Mr Haughey might have become a footballer. He had trials with big clubs in Scotland and England, but tore a muscle in his left leg and that was that chance gone.

"Now, when I talk to kids in schools, I tell them I am delighted I didn't make it as a footballer - I couldn't live on their money."

He is, of course, joking. The latest Rich List estimates his fortune at £50million, made through the company he set up with wife Susan in 1985.

"I enjoy talking to the kids. Some of their questions make you laugh.

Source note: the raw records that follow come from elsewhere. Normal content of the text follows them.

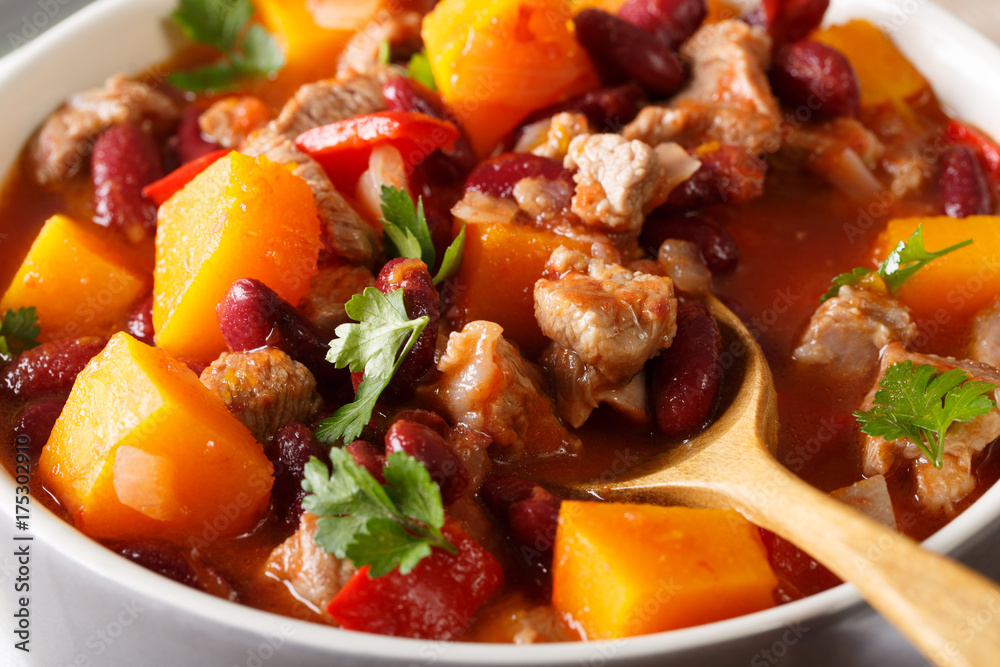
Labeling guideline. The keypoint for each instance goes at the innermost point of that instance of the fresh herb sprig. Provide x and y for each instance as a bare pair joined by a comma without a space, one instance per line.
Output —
920,403
383,526
905,260
371,345
248,49
405,225
18,332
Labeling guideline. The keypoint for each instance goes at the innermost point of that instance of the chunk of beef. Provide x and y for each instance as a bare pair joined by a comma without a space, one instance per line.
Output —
331,100
65,140
488,386
849,330
346,231
230,121
619,181
313,575
728,100
985,345
938,489
613,318
265,389
552,137
329,291
579,388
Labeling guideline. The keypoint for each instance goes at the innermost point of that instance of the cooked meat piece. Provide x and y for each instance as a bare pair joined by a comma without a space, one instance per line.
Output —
615,319
265,389
329,291
552,137
513,619
579,388
870,497
728,100
937,489
842,151
848,330
230,121
985,345
399,29
65,140
329,101
619,181
488,386
348,234
314,575
683,263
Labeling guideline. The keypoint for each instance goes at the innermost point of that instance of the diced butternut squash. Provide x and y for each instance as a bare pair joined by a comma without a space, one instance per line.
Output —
497,279
80,283
884,73
961,282
311,38
496,61
143,449
624,570
242,217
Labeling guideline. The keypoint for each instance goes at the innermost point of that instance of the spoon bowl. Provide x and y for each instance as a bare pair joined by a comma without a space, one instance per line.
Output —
934,601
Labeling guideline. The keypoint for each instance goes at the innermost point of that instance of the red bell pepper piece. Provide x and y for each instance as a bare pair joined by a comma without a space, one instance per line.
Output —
987,149
437,600
343,148
163,189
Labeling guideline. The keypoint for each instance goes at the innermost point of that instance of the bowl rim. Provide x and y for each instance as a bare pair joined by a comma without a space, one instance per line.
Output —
103,563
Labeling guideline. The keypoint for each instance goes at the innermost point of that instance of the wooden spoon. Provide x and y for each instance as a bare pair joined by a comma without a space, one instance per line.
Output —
947,611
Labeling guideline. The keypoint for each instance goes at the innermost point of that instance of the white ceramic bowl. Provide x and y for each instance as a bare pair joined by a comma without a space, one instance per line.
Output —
90,607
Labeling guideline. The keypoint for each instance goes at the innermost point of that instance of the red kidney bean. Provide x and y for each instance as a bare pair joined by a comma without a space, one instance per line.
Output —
606,109
669,21
252,315
189,144
728,175
404,94
49,369
624,52
790,20
818,78
497,176
33,426
420,298
427,446
124,160
718,248
163,558
364,455
685,379
140,322
964,190
290,450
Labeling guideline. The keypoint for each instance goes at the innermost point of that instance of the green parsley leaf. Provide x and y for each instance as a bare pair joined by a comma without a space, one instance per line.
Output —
844,279
19,332
384,527
419,69
905,260
248,50
909,257
371,345
409,235
921,403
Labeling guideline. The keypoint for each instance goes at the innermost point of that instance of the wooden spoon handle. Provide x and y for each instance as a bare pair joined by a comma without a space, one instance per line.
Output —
949,612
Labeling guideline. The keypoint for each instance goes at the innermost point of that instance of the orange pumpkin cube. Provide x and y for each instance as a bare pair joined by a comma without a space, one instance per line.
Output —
80,283
622,570
144,449
497,279
242,217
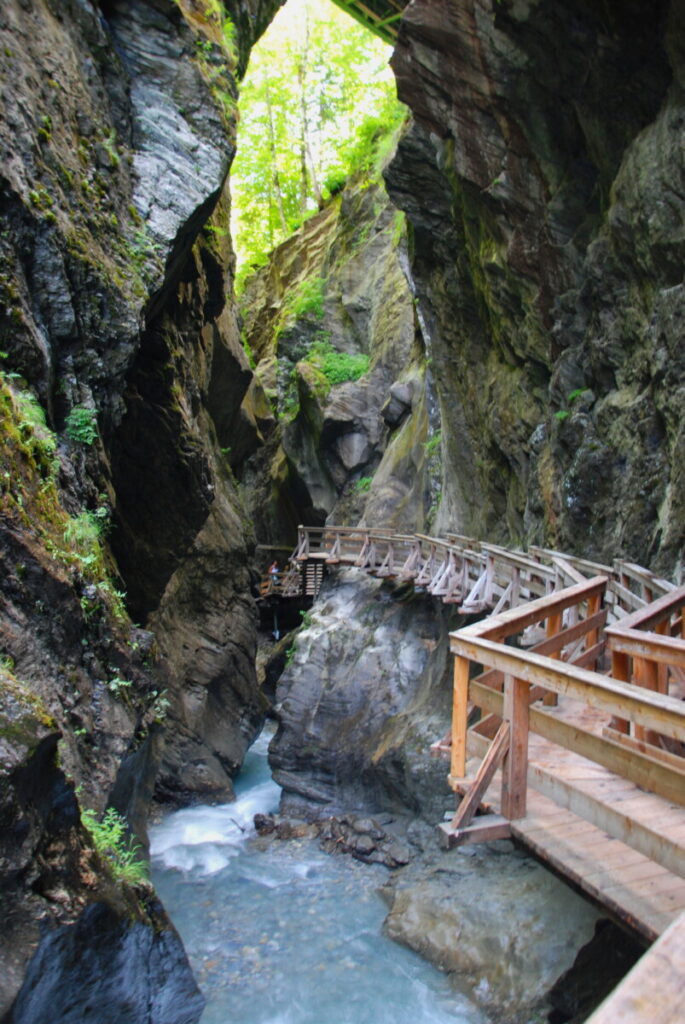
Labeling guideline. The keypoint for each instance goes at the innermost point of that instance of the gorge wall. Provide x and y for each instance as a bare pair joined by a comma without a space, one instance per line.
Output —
523,383
122,376
543,181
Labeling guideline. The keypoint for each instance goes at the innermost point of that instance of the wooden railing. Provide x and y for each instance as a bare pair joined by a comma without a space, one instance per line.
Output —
475,576
571,616
647,649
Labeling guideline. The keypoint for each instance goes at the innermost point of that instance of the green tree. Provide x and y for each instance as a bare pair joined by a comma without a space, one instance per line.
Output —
315,99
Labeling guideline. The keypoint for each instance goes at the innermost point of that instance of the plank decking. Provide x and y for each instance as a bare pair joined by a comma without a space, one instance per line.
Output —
579,753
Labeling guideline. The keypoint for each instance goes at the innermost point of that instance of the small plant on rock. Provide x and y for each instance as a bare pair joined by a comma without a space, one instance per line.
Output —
112,840
81,425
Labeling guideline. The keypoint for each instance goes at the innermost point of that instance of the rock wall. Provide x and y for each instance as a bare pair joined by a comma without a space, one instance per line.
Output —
352,451
365,694
121,381
543,179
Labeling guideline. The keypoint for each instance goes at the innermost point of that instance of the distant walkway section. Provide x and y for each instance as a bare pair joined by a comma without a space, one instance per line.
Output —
568,724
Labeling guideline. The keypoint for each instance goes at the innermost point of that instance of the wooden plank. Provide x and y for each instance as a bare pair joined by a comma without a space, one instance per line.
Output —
676,761
515,620
662,607
514,769
483,829
570,859
654,646
459,716
661,776
652,991
609,818
665,714
489,764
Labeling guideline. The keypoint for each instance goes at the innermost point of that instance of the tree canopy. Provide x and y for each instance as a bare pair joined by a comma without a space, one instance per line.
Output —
315,101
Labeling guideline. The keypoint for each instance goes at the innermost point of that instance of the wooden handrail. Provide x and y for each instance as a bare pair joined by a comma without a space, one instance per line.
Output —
655,711
651,646
513,621
653,613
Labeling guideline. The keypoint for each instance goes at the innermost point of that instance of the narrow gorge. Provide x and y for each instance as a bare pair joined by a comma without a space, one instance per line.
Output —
476,333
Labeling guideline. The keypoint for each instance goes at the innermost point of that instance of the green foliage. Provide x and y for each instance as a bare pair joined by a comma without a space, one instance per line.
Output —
575,393
83,532
112,840
338,368
160,706
81,425
315,103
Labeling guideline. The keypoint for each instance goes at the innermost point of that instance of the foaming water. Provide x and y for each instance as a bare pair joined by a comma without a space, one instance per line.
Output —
287,935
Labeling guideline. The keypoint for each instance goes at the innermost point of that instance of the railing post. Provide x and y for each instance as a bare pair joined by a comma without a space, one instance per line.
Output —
645,674
621,672
554,623
515,767
459,717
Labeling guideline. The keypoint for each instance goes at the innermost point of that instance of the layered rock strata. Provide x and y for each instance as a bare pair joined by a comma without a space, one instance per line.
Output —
354,450
543,179
122,380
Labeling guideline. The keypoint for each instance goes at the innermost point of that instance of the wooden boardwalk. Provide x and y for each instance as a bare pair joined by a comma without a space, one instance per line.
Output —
568,725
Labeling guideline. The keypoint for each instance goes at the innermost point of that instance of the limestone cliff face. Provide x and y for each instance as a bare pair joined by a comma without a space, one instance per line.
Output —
347,451
543,178
365,694
117,131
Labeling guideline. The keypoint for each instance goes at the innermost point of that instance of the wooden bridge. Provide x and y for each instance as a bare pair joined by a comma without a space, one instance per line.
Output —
568,725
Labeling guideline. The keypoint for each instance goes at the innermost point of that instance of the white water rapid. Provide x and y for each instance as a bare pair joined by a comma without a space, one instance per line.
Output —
287,935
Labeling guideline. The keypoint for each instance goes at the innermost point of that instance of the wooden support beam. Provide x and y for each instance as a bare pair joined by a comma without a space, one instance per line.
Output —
459,717
516,620
483,829
654,770
665,714
489,764
515,767
554,622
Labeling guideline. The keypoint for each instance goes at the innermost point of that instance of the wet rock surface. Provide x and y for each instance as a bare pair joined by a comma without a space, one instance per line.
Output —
114,302
102,951
505,929
547,254
362,838
349,449
364,696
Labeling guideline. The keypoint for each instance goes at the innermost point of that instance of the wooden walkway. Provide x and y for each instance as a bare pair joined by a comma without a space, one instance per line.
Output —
568,724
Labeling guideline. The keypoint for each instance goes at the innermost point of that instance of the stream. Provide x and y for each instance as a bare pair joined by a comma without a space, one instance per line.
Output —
287,934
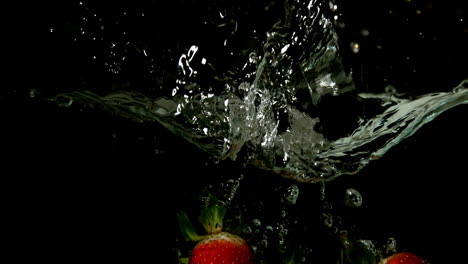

"Recently, I went back to Holyrood, my old school, where I was asked to deliver a motivational speech to 200 young people. Afterwards, one wee boy came up to me and said, Could you give me my dinner money? I've lost mine!' "He had me howling with laughter and I thought it summed up Glasgow.

"Hopefully at least 10% of the kids in the audience will be motivated and inspired by what I had to say, and were left thinking to themselves, well if he can do it, so can I.

"Trying to get the message across to the kids that even if you are not going on to academia you can be a success if you choose to be a plumber, electrician or a joiner.

"You can make as much money as a lawyer or an accountant. The message is be all you can be.

"I tell them how I had to go back to college after school, and that, of everything I've ever achieved, my proudest moment was watching my son Kenny graduate.

"I assure them, if you work hard on your education for the next five years you'll never have to work hard' again. _But, if you don't, and you're not up there academically, don't give up. Always have a dream and a goal."

THERE are plenty of reasons for him to spring out of bed each morning because City Refrigeration Holdings is continuing to expand.

It employs more than 10,000 people and carries out facilities management at 10,000 locations across the UK for clients such such as Asda and Ladbrokes.

His dedication to entrepreneurship and to charitable work has rewarded him with an OBE and, this year, with Glasgow's St Mungo Prize, when he was described as a "true friend to Glasgow".

He talks about the City Charitable Trust, which raises over £750,000 a year for good causes.

Ninety per cent of donations go to local causes, like Maggie's Centre, the Emmaus project for the homeless, the Prince's Scottish Youth Business Trust.

The rest is spread throughout the UK and Africa; City engineers have drilled wells in countries such as Malawi, and more than 46,000 people have access to fresh drinking water as a result.

How does he unwind? "Dead simple. When I go home on a Friday night I order a fish supper and open a bottle of wine.

"I still enjoy going to football and I play a bit of golf, and recently I've started to play tournament poker.

"I am one of these guys with an active mind. Poker is a hobby where you have to be really focused on what you are doing."